Traditionally everything is ‘small’ for afternoon tea, and these can be sliced into bite-sized portions. It’s much healthier to use whole grain bread rather than white, which is refined and stripped of most nutrients, plus brown bread seems to work much better with prawns in terms of flavour. As you’ve used plenty of lemon juice, the need for too much mayonnaise is reduced, hence this dish is pretty healthy, and, importantly, enjoyable.
Eating a rainbow diet is what we should all aim for. This means having loads of colour variety in your diet as colour equals nutrients. Wraps tend to much better tolerated by the digestive system as they are lower in gluten. There are also plenty of options for gluten-free wraps.
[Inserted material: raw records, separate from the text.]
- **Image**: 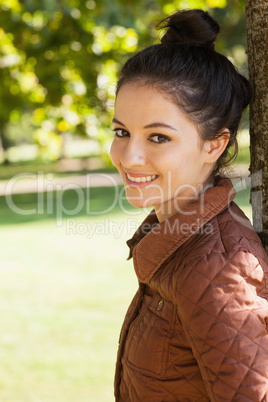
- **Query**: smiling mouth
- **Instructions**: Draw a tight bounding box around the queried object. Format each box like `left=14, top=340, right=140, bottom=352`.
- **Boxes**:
left=126, top=173, right=159, bottom=183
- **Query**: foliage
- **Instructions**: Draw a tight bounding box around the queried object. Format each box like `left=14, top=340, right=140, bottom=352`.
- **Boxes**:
left=0, top=0, right=246, bottom=160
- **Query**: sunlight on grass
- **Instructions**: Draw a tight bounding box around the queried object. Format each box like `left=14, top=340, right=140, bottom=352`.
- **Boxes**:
left=0, top=184, right=250, bottom=402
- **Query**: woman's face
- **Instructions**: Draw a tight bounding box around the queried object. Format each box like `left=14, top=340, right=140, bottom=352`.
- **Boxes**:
left=110, top=84, right=213, bottom=221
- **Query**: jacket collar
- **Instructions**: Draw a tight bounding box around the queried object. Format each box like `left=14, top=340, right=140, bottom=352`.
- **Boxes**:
left=127, top=179, right=236, bottom=283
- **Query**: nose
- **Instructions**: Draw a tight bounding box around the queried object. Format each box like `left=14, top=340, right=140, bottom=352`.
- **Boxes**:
left=121, top=138, right=147, bottom=169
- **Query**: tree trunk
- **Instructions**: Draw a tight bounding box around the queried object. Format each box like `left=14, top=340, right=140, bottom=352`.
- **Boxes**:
left=246, top=0, right=268, bottom=253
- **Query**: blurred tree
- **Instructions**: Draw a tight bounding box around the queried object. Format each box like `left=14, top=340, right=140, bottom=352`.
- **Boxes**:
left=246, top=0, right=268, bottom=253
left=0, top=0, right=246, bottom=163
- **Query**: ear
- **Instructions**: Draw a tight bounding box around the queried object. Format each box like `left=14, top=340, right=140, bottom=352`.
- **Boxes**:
left=205, top=128, right=230, bottom=163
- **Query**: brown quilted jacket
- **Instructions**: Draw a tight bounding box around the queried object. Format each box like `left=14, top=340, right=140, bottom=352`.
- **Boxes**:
left=115, top=179, right=268, bottom=402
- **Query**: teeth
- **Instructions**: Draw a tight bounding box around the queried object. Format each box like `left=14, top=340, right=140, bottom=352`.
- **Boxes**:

So, these rainbow wraps deliver on all fronts and can easily be sliced into small portions and arranged on your tea table. Simply shred some red cabbage and sprinkle with loads of lemon juice and leave for about 15 minutes. Meanwhile, chop some red peppers, carrot, and spring onion (if desired). Spread the wrap with hummus of your choice, add the cabbage and other vegetables, and you’ve not only added colour to the table, but you’ve ticked some boxes in terms of nutrients too. All colourful fruits and vegetables naturally provide plenty of antioxidants which help protect the body.
Afternoon tea doesn’t need to contain loads of fat and calories but can still be a healthy treat that all the family will enjoy.